As if 4.1's launch wasn't confusing enough, the release also roughly coincides with OpenAI's July 2025 deadline for retiring the GPT-4.5 Preview from the API, a model one AI expert called a "lemon." Developers must migrate to other options, OpenAI says, although GPT-4.5 will remain available in ChatGPT for now.



A confusing addition to OpenAI’s model lineup​


In February, OpenAI CEO Sam Altman acknowledged on X his company's confusing AI model naming practices, writing, "We realize how complicated our model and product offerings have gotten." He promised that a forthcoming "GPT-5" model would consolidate the o-series and GPT-series models into a unified branding structure. But the addition of GPT-4.1 to ChatGPT appears to contradict that simplification goal.

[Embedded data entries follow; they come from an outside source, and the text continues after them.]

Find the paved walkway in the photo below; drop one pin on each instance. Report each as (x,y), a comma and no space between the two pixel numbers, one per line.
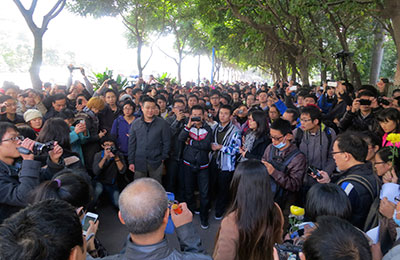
(113,234)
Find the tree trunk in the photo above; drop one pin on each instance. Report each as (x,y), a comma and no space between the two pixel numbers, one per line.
(303,67)
(37,59)
(377,54)
(139,57)
(394,6)
(198,71)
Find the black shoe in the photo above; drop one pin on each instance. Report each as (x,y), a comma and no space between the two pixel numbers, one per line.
(204,225)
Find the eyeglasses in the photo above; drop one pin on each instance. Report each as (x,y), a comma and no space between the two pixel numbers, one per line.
(277,138)
(13,139)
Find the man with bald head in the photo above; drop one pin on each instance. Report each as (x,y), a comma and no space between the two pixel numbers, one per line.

So, if you use ChatGPT, which model should you use? If you're a developer using the models through the API, the consideration is more of a trade-off between capability, speed, and cost. But in ChatGPT, your choice might be limited more by personal taste in behavioral style and what you'd like to accomplish. Some of the "more capable" models have lower usage limits as well because they cost more for OpenAI to run.

For now, OpenAI is keeping GPT-4o as the default ChatGPT model, likely due to its general versatility, balance between speed and capability, and personable style (conditioned using reinforcement learning and a specialized system prompt). The simulated reasoning models like 03 and 04-mini-high are slower to execute but can consider analytical-style problems more systematically and perform comprehensive web research that sometimes feels genuinely useful when it surfaces relevant (non-confabulated) web links. Compared to those, OpenAI is largely positioning GPT-4.1 as a speedier AI model for coding assistance.

Just remember that all of the AI models are prone to confabulations, meaning that they tend to make up authoritative-sounding information when they encounter gaps in their trained "knowledge." So you'll need to double-check all of the outputs with other sources of information if you're hoping to use these AI models to assist with an important task.